The largest problem with the poster's comments is that it is based on a belief that whenver someone spoke of the destruction of New Orleans and the Gulf Coast -- that they were necessarily speaking of New Orleans alone. From the assumption that Katrina was all about and only about New Orleans -- plenty of idiotic conclusions can be drawn.
"People had advance warning and didn't leave."
It amazes me that the same folks who yammer on and on about the deadly hurricane heading straight for New Orleans, LA never consider the fact that if we were told for 4 days that a deadly hurricane was heading straight for New Orleans, LA then we were not warned that it was actually heading for the coast of Mississippi. That aside -- I'm mostly irked with the general sense that evacuation is simple. Just load up the car and take off! With 1 million other people... In an area where the vast majority of available hotel rooms are... guess!.. on the coast.

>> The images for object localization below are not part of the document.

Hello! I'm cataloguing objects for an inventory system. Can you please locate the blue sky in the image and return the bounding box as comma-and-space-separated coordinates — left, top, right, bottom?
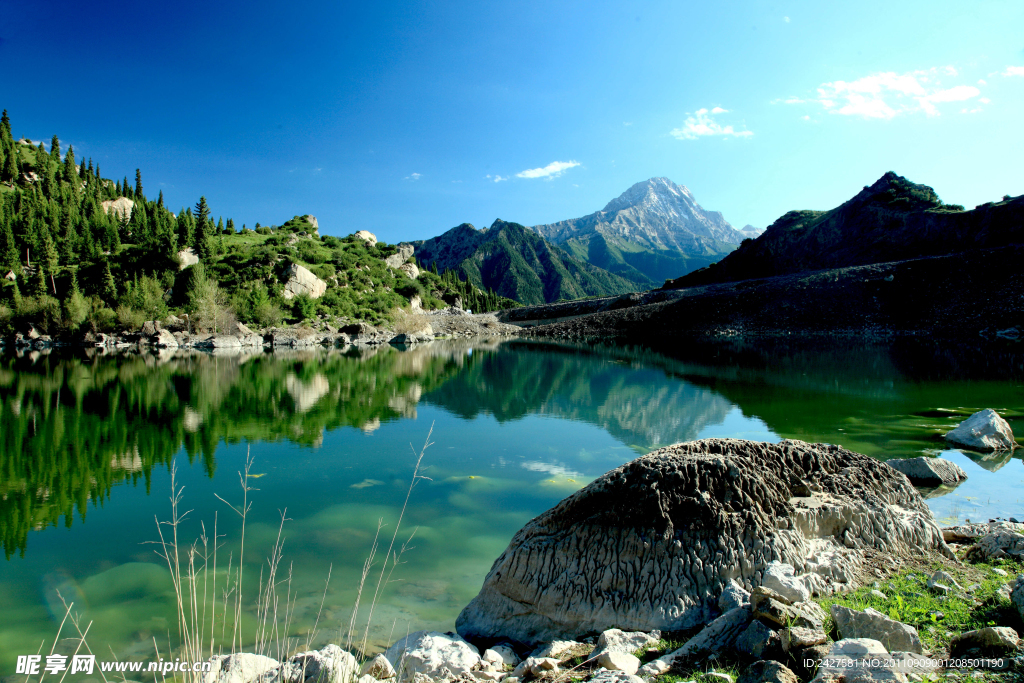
0, 0, 1024, 242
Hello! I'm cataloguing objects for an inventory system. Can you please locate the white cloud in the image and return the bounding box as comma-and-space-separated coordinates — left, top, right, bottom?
515, 161, 580, 178
806, 67, 981, 120
669, 106, 754, 140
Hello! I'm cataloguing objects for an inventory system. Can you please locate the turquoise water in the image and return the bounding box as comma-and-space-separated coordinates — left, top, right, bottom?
0, 342, 1024, 673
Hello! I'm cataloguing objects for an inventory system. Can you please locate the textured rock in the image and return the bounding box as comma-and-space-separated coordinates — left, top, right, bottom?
355, 230, 377, 247
359, 654, 394, 681
640, 607, 751, 676
178, 247, 199, 270
949, 626, 1021, 657
384, 631, 480, 681
203, 653, 279, 683
778, 626, 828, 652
886, 457, 967, 486
456, 439, 950, 643
811, 638, 907, 683
597, 652, 640, 674
281, 263, 327, 299
99, 197, 135, 220
1010, 573, 1024, 622
761, 562, 811, 602
736, 659, 800, 683
384, 243, 416, 268
830, 604, 924, 652
733, 620, 782, 659
946, 408, 1017, 451
591, 629, 662, 659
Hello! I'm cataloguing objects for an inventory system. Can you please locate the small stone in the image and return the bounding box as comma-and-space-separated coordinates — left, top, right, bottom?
597, 651, 640, 674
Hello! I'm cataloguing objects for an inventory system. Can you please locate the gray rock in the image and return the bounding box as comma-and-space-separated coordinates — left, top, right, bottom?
281, 263, 327, 299
640, 607, 751, 676
355, 230, 377, 247
733, 620, 782, 659
591, 629, 662, 659
203, 653, 280, 683
761, 562, 811, 602
384, 631, 480, 681
946, 408, 1017, 451
597, 651, 640, 674
456, 439, 950, 643
949, 626, 1021, 657
1010, 573, 1024, 622
886, 457, 967, 486
778, 626, 828, 652
830, 604, 924, 652
384, 243, 416, 268
359, 654, 394, 681
811, 638, 907, 683
736, 659, 800, 683
718, 580, 751, 612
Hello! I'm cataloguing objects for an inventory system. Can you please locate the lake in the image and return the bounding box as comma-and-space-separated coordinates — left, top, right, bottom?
0, 340, 1024, 663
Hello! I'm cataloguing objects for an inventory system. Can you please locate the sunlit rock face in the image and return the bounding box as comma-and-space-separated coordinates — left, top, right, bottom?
456, 439, 949, 643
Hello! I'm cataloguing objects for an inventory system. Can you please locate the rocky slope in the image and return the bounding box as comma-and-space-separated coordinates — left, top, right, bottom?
403, 219, 635, 303
530, 178, 757, 288
666, 171, 1024, 288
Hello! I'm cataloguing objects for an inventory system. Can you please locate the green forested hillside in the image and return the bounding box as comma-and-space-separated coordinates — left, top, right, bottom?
0, 111, 516, 335
414, 219, 636, 304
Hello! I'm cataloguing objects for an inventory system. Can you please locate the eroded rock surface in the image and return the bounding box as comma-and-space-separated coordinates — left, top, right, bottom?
456, 439, 951, 643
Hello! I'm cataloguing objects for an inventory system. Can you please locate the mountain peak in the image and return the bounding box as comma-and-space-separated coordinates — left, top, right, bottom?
603, 177, 696, 212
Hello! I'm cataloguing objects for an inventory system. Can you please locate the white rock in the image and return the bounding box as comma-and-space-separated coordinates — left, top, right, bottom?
811, 638, 907, 683
591, 629, 662, 659
831, 604, 924, 652
359, 654, 394, 681
886, 457, 967, 486
946, 408, 1017, 451
761, 562, 811, 602
99, 197, 135, 220
355, 230, 377, 247
178, 247, 199, 270
597, 652, 640, 674
203, 652, 280, 683
384, 631, 480, 681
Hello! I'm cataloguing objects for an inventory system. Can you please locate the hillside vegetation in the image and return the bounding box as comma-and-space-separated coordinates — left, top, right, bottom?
0, 112, 517, 335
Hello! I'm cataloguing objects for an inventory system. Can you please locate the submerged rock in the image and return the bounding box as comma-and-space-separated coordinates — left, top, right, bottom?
886, 457, 967, 486
456, 439, 951, 643
946, 408, 1017, 451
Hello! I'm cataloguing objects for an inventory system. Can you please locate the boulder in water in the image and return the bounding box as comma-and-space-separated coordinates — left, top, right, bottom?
456, 439, 951, 643
946, 408, 1017, 451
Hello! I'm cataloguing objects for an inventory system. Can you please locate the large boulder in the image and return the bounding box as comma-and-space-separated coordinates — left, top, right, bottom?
946, 408, 1017, 451
384, 631, 480, 681
886, 457, 967, 486
384, 243, 416, 268
830, 604, 924, 652
99, 197, 135, 220
281, 263, 327, 299
456, 439, 951, 643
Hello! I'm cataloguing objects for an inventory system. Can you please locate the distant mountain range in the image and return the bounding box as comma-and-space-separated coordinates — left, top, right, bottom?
530, 178, 757, 289
412, 178, 760, 304
666, 171, 1024, 289
411, 219, 636, 304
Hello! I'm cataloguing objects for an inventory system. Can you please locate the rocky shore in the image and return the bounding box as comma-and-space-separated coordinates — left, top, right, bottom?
199, 436, 1024, 683
0, 306, 519, 354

When you live 93 miles from a major city that is in the process of being totally evacuated... and you're aware that a good chunk of those evacuees are going to end up in the 70,000 hotel rooms that you would otherwise have considered evacuating to... It's not that simple.
Okay - so I've beaten that dead horse enough already.

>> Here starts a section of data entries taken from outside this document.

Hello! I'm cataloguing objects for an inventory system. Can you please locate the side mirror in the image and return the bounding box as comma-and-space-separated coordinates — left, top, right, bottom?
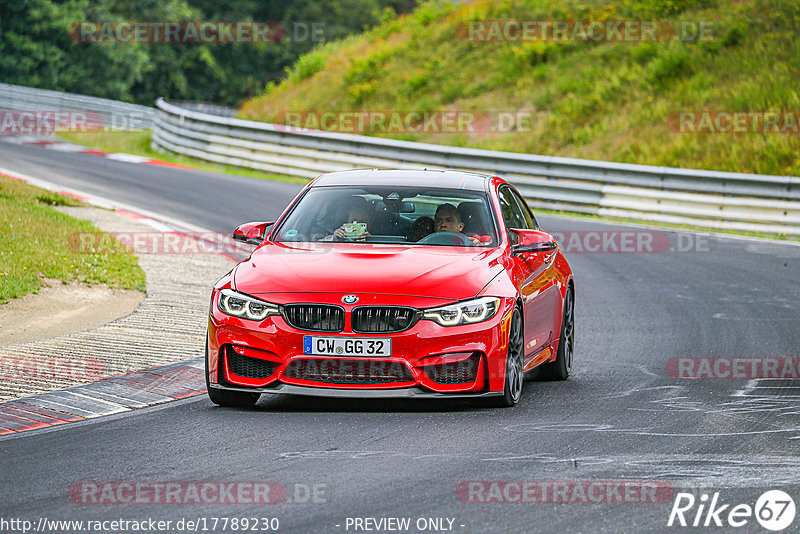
233, 222, 275, 245
510, 228, 558, 254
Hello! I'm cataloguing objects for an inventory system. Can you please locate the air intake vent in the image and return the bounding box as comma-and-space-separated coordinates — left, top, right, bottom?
226, 352, 278, 379
283, 358, 414, 384
283, 304, 344, 332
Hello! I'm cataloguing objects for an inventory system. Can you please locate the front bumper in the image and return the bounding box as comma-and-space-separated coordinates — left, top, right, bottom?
208, 290, 514, 398
211, 382, 503, 399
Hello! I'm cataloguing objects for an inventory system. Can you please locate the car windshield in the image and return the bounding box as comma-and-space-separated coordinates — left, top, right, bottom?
273, 186, 497, 247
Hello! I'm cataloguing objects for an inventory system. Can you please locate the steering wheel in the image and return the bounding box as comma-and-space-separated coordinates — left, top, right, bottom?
417, 232, 475, 247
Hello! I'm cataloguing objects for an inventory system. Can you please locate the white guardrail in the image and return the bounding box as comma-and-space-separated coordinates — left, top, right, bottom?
0, 83, 156, 130
152, 99, 800, 234
0, 84, 800, 235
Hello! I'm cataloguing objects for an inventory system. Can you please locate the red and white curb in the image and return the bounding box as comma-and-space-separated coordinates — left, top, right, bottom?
0, 135, 194, 170
0, 167, 249, 436
0, 358, 206, 436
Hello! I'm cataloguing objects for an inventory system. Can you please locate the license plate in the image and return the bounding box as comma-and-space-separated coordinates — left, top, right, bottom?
303, 336, 392, 356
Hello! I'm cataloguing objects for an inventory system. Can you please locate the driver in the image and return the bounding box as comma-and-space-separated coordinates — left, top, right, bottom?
433, 203, 485, 246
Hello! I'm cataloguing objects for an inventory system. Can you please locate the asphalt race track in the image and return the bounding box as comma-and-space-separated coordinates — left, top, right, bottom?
0, 143, 800, 533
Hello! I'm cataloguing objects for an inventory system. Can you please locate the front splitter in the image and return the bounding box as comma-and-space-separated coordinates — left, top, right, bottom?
209, 384, 503, 399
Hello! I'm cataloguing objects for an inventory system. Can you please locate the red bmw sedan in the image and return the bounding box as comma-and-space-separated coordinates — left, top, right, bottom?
206, 170, 575, 406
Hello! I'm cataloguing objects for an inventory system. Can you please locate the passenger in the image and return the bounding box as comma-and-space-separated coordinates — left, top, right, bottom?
321, 206, 373, 241
407, 215, 433, 243
433, 204, 491, 246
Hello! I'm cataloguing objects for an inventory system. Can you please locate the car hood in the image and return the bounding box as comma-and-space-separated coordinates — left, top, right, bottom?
233, 242, 503, 300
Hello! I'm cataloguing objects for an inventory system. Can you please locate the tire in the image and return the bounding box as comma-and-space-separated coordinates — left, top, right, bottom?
493, 306, 525, 408
539, 286, 575, 380
206, 334, 261, 408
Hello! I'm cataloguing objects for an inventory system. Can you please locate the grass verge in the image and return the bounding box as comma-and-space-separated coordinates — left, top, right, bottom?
58, 130, 308, 184
0, 176, 145, 304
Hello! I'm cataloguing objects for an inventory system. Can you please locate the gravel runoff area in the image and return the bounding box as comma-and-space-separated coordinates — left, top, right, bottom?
0, 208, 233, 400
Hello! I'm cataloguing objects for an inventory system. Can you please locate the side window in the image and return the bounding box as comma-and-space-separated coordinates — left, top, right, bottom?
497, 186, 528, 245
512, 191, 539, 230
497, 186, 528, 228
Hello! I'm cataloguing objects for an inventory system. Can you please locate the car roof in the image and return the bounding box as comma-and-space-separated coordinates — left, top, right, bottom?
312, 169, 492, 191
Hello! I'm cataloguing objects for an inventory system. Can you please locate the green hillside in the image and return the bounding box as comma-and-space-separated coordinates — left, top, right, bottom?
240, 0, 800, 175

I'll get to the point... If everyone had left... would there not have been an aftermath? Oh wait -- I've beaten that dead horse enough too.
I can only assume that this person is solely referring to folks trapped in the Superdome and on rooftops in the wake of the storm. So what he is actually saying is 'Those people who were trapped and in need of rescue do not deserve to be rescued because I think they should have just left." Heartwarming thought.
"It's 6 feet under sea level and sinking at 3 FT per centuary."
Again a reference to New Orleans alone. My house is 14 feet above sea-level. As a matter of fact, the average elevation in Pascagoula is 16 feet. Gulfport and Biloxi's elevations are listed at 25 feet above sea-level. And the Bay/Waveland area is at an average of 17 feet above sea-level.
We are also not sinking at an alarming rate... And I don't know what a centuary is - so I can't address it anyway.
Even the reference to New Orelans itself is inaccurate. The average elevation of the New Orleans area is 11 feet above sea-level. There are, indeed, parts of the city that lie below sea-level... but the continual references to the entire area as being well beneath sea-level are driving me batty.
To put it in perspective -- how about some other areas with similar elevations?:
Miami, FL: 11 feet
Washington, DC: 18 feet
Virginia Beach, VA: 15 feet
Boston, MA: 20 feet
Okay so sea-level, shcmee-level... If you live near the sea... You're probably going to be living closer to sea-level than someone who lives on atop a mountain. Point taken.
"Rebuilding is somewhat pointless if you ask me."
And it's a good thing we didn't ask you.
"And then in 6 years there will be another huricane and this will happen all over again, except worse due to the fact that there will be more flooding."
Wow.. who needs the NHC? This guy's obviously got severe weather prediction down. Tell you what -- I'll move in six years then! But seriously... to me, this is the equivalent of not making your bed in the morning since you'll just be sleeping in it again that night. If this attitude were actually as prevalent as such internet comments have made it seem -- then the word 'rebuild' should have never entered our vocabularies.
If I insisted on living in an area that was sure to get smacked with something like a Katrina every six years -- then and only then would I understand this sentiment. Katrina has not happened here before in recorded memory. We have hurricanes at the rate of possibly a handful in a lifetime -- if you're unlucky. Most of those are nothing more than giant thunderstorms (minus the thunder). You rake your yard - have a few shingles put on your roof... and you go on about your business.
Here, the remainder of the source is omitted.